To back-up their claim as regards China and crude oil, the broker pointed to then current-pricing for Barclays, Lloyds and RBS´s credit default swaps.
"UK banks’ exposure to the twin market drivers of oil and China doesn’t look big enough to cause material concerns; CDS spreads point to a similar conclusion," analysts Peter Toeman and Robin Down said in a research note sent to clients.
In parallel, the "about turn" by the Financial Policy Committee meant the requirement for lenders´ capital cushions, or so-called Core Tier 1 Equity, of 12% was "materially lower than earlier estimates because of contingent capital, the stress-test regime and structural reform," they said.
Of Britain´s seven large banks, the majority were above or just below that threshold, with only Barclays an outlier at 11.1%.
Even in that last case, they added that: "Barclays’ strong showing in the 2015 stress test suggests that its regulatory requirements could be lower than peers."

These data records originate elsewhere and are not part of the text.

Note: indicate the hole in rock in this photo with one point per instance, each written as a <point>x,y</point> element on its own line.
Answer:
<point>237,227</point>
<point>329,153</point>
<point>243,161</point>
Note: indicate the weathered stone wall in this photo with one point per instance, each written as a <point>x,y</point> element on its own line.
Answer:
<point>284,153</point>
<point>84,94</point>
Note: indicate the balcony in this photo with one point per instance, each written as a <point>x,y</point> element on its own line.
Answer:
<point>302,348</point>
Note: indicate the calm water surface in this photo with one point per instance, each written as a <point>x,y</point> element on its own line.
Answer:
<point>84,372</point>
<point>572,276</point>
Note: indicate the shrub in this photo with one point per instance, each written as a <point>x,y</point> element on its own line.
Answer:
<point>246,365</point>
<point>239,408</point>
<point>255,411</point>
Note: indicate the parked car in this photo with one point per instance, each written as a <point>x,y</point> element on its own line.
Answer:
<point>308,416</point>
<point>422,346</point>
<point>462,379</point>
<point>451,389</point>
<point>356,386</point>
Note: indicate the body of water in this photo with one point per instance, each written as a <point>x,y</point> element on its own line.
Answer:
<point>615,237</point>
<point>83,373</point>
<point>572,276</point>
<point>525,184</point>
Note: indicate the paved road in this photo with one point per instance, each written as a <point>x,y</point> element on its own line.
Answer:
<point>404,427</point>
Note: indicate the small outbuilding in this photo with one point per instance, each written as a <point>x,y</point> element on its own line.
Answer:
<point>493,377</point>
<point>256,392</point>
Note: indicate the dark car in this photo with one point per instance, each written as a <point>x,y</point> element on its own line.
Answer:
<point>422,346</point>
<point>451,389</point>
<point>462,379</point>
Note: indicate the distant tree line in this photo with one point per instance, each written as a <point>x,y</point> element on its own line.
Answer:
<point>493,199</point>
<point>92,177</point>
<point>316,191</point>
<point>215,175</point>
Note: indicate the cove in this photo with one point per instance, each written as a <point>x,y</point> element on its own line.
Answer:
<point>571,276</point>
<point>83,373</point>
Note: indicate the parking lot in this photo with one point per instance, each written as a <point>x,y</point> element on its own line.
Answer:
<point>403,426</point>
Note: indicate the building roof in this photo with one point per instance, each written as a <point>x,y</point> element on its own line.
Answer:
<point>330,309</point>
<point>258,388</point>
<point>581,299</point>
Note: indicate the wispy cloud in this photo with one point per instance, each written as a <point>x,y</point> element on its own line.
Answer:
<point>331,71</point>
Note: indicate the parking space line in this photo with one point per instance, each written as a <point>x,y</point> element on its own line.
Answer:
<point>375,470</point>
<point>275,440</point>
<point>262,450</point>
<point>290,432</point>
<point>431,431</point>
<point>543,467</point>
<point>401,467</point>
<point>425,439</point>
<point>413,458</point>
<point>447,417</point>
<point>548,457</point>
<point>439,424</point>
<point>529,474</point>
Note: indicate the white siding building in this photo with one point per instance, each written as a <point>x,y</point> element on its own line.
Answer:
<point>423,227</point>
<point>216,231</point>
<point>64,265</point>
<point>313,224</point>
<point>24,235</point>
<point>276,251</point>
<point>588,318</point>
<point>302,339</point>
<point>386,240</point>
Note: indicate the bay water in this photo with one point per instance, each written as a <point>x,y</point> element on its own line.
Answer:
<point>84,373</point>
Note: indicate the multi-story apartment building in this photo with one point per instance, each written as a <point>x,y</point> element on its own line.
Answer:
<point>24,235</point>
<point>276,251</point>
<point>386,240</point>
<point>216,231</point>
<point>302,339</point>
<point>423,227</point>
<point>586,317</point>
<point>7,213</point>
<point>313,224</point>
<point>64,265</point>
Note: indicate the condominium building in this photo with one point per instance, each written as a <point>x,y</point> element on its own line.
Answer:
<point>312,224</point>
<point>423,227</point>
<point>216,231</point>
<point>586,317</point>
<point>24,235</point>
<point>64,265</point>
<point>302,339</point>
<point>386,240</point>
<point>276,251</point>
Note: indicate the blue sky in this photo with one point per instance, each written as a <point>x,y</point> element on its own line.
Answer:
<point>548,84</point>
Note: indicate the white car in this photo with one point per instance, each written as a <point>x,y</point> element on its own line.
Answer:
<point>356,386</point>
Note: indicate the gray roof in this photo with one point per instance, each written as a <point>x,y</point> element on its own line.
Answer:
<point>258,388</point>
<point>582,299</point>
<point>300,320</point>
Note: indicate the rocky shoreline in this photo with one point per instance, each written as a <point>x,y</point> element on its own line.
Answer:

Hence, the outlook for dividends from UK banks had improved "materially", HSBC said.
Nonetheless, and due to the impact which later rate increases would have on their net interest margins HSBC lowered its target prices on Barclays from 315p to 230p, on Lloyds from 103p to 80p and for RBS from 360p to 260p.
Toeman and Down kept their recommendation on shares of Barclays and Lloyds at 'buy' and that on RBS at 'hold'.